30.08.2019, 12:31 Uhr

Detmold (AFP) Verteidiger fordern in Lügde-Prozess mildere Strafen für beide Angeklagte

Der Angeklagte Andreas V. vor Gericht. Quelle: dpa/dpa/picture-alliance/Archiv/Bernd Thissen (Foto: dpa/dpa/picture-alliance/Archiv/Bernd Thissen)Der Angeklagte Andreas V. vor Gericht. Quelle: dpa/dpa/picture-alliance/Archiv/Bernd Thissen (Foto: dpa/dpa/picture-alliance/Archiv/Bernd Thissen)

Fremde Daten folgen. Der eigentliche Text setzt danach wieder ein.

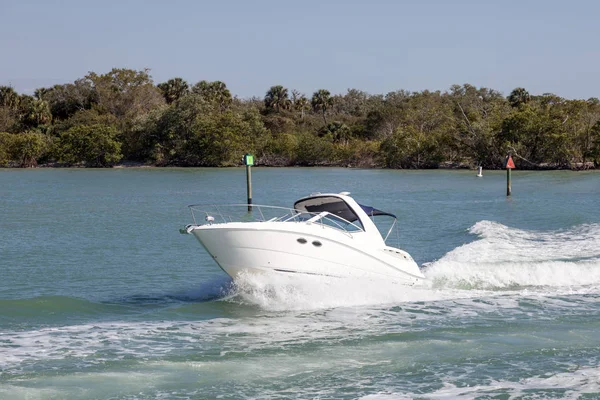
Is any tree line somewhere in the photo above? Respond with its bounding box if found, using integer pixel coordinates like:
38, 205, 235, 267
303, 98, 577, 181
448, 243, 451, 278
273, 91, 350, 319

Gericht will Urteil zu massenhaftem Kindesmissbrauch am Donnerstag verkünden

Im Prozess um den massenhaften Kindesmissbrauch auf einem Campingplatz im nordrhein-westfälischen Lügde hat am Freitag die Verteidigung plädiert. Für den 56-jährigen früheren Dauercamper Andreas V. forderte sie eine Haftstrafe von zwölf Jahren, wie ein Sprecher des Landgerichts Detmold mitteilte. Zur Frage einer möglichen Sicherungsverwahrung äußerte sie sich nicht. Die Verteidigung des 34-Jährige Mario S. forderte demnach kein konkretes Strafmaß.

Laut Gerichtssprecher wies sie nur darauf hin, dass das Geständnis ihres Mandanten strafmildernd zu werten sei. V. und S. gelten als Haupttäter der jahrzehntelangen Missbrauchsserie von Lügde, die Anfang des Jahres bekannt wurde und bundesweit Entsetzen auslöste. Das Urteil will das Gericht am kommenden Donnerstag verkünden.

Vor der Verteidigung plädierten noch weitere Nebenklagevertreter. Sie schlossen sich laut dem Sprecher überwiegend den Forderungen der Staatsanwaltschaft an, einige verlangten auch härtere Strafen.

Die Staatsanwaltschaft hatte vor rund zwei Wochen 14 Jahre Haft für V. und zwölfeinhalb Jahre Haft für S. gefordert. Nach dem Willen der Anklage soll für beide zudem Sicherungsverwahrung angeordnet werden. Alle Plädoyers fanden aus Gründen des Opferschutzes hinter verschlossenen Türen statt. Die Öffentlichkeit war ausgeschlossen.

Der lange unentdeckt gebliebene Missbrauch einer Vielzahl von Kindern auf dem Campingplatz Eichwald in Lügde-Elbrinxen gilt wegen polizeilicher Ermittlungspannen und Behördenversagens als einer der größten Skandale der vergangenen Jahre. Unter anderem verschwand bei der Polizei Lippe Beweismaterial. Auch das Verhalten von Jugendämtern im Tatzeitraum wurde scharf kritisiert.